Perhaps the great internet Mersenne prime study is the best of all. The largest Mersenne prime is, of course, 257,885,161-1. That is a really fascinating number to be getting on with.

15:32

15 September 2015

S4M-14245 Refugees

The Presiding Officer (Tricia Marwick): The next item of business is a debate on motion S4M-14245, in the name of Humza Yousaf, on responding to the global refugee crisis.

14:36
... ... ...
15:25

Stewart Stevenson (Banffshire and Buchan Coast) (SNP):

The origins of the catastrophe that faces us today lie with Governments, but the most effective response to what has happened has been with individuals, and that has often been the case down the paths of history. In 1898, Émile Zola, a French literary giant, took on the power of his Government when injustice was done to someone in the army. His efforts were recognised by two consecutive nominations for the Nobel prize for literature and he eventually overcame, but posthumously. In 1968, we saw Jan Palach immolate himself in Wenceslas Square in Prague as part of the Prague spring, which eventually led to change in his country and indeed in the Soviet bloc, and in 1989, in Tiananmen Square, we saw a single individual stand in front of the tanks. Those people did not do that for personal glory or for any reward from anyone else. In fact, to this day we do not even know the name of the man who stood in front of the tanks in Tiananmen Square.

When we look at the Scottish response to the situation, we look at the response of the individuals in our community, which has been excellent. The same is true throughout the United Kingdom and in countries across Europe. People from our countries have historically been welcomed to other countries. It is now our turn to welcome those in their extremity to our shores and to our support. I welcome the launch of the website www.scotlandwelcomesrefugees.scot; I see an excellent contribution there from the Scottish Refugee Council on fundraising and how practical help might be given. I hope that many people will look at that.

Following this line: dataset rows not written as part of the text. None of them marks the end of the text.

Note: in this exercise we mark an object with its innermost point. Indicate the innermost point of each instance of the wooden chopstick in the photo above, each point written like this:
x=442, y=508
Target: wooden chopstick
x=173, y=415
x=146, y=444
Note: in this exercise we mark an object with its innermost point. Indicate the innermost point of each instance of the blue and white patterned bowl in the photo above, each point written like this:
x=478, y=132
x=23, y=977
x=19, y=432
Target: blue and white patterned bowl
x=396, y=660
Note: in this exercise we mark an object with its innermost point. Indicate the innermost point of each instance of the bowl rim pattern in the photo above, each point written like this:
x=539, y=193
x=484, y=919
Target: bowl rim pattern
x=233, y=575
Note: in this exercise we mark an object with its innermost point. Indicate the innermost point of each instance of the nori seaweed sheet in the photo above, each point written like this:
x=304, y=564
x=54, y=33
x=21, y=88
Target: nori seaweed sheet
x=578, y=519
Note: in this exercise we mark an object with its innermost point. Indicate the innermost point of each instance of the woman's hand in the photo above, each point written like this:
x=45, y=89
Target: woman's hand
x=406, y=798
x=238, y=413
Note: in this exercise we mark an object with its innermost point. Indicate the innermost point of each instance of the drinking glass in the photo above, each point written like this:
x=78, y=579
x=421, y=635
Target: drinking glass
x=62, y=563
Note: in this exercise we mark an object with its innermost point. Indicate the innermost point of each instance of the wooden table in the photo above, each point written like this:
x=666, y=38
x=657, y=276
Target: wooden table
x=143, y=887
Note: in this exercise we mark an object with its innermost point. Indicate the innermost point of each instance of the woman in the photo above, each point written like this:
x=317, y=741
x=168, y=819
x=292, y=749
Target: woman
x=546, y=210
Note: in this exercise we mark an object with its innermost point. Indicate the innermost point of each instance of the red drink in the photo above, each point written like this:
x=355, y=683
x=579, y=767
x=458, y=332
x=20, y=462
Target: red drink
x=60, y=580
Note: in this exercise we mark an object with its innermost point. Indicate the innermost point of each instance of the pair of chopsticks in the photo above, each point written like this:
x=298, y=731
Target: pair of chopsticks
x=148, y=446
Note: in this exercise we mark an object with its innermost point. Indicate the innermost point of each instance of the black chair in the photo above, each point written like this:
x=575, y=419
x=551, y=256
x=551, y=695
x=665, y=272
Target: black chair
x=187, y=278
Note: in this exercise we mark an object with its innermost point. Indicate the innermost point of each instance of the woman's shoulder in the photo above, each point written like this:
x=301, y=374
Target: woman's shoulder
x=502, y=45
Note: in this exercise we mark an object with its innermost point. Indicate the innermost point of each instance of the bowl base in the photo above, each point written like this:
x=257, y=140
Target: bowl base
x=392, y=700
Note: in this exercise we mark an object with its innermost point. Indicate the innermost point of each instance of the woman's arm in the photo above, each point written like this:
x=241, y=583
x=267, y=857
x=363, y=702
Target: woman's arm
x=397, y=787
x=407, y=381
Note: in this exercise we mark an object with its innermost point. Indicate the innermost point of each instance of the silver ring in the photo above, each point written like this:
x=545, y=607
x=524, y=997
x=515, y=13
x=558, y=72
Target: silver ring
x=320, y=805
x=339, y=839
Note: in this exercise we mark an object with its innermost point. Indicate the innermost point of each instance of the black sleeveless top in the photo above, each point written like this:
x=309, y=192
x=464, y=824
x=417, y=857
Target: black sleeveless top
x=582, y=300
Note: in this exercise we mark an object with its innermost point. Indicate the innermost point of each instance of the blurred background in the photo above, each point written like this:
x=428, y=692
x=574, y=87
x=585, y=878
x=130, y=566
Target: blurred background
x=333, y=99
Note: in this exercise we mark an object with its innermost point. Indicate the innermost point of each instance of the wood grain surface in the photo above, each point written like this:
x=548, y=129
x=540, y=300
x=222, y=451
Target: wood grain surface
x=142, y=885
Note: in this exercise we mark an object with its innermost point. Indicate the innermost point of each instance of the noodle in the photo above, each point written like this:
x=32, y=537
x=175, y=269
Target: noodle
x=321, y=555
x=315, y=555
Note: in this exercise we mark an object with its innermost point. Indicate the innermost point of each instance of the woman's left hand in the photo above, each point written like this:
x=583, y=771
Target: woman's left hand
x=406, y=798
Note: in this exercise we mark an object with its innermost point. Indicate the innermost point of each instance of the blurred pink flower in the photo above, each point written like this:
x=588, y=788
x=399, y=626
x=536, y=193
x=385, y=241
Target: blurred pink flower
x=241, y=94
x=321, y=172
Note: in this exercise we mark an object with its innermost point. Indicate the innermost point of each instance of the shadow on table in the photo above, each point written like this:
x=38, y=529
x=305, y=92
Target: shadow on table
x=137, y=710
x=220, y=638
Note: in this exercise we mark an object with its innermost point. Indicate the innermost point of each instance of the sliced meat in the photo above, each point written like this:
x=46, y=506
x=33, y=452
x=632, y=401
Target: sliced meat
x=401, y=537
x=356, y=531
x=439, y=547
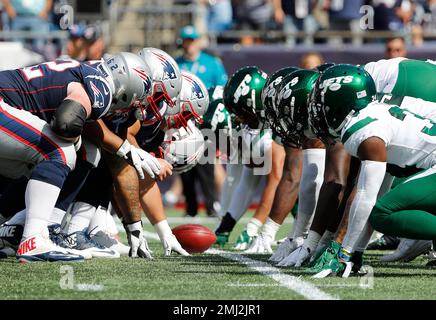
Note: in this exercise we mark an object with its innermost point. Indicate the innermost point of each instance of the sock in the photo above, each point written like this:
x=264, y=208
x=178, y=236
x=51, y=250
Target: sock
x=56, y=216
x=40, y=201
x=245, y=190
x=111, y=227
x=81, y=215
x=270, y=228
x=253, y=227
x=326, y=238
x=227, y=224
x=2, y=219
x=99, y=221
x=19, y=218
x=312, y=240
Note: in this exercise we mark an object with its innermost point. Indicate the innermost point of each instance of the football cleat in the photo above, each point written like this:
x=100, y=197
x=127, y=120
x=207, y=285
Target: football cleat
x=244, y=240
x=297, y=258
x=40, y=248
x=10, y=236
x=104, y=240
x=81, y=242
x=384, y=243
x=408, y=250
x=286, y=248
x=222, y=238
x=58, y=237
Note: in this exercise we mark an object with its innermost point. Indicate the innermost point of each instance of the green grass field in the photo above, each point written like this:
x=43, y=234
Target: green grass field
x=203, y=276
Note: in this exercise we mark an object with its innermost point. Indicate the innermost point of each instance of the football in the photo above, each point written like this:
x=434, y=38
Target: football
x=194, y=238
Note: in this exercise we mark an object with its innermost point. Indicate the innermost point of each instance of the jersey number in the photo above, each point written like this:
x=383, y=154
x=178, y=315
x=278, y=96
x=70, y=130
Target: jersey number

It is worth looking at our own situation in Europe. We are the home of colonising nations, benefiting enormously over hundreds of years from countries around the world. Now, in their extremity, it is our turn to help those who actually helped us to build the wealth that we depend on today.

Of course, the whole thing is not just about money, although money is the most important thing that many of us will be able to contribute. In fact, it is hardly about money at all. As Sandra White said, it is a moral issue. No man, woman or child stands alone in the world. In the palm of our hands is the future of desperate people around the world. Their very lives depend on us. Physical threats drive people from countries, as do violence, lack of shelter, lack of food and lack of water. None of those is new, but the scale of the problem today is, alas, very different from what happened previously.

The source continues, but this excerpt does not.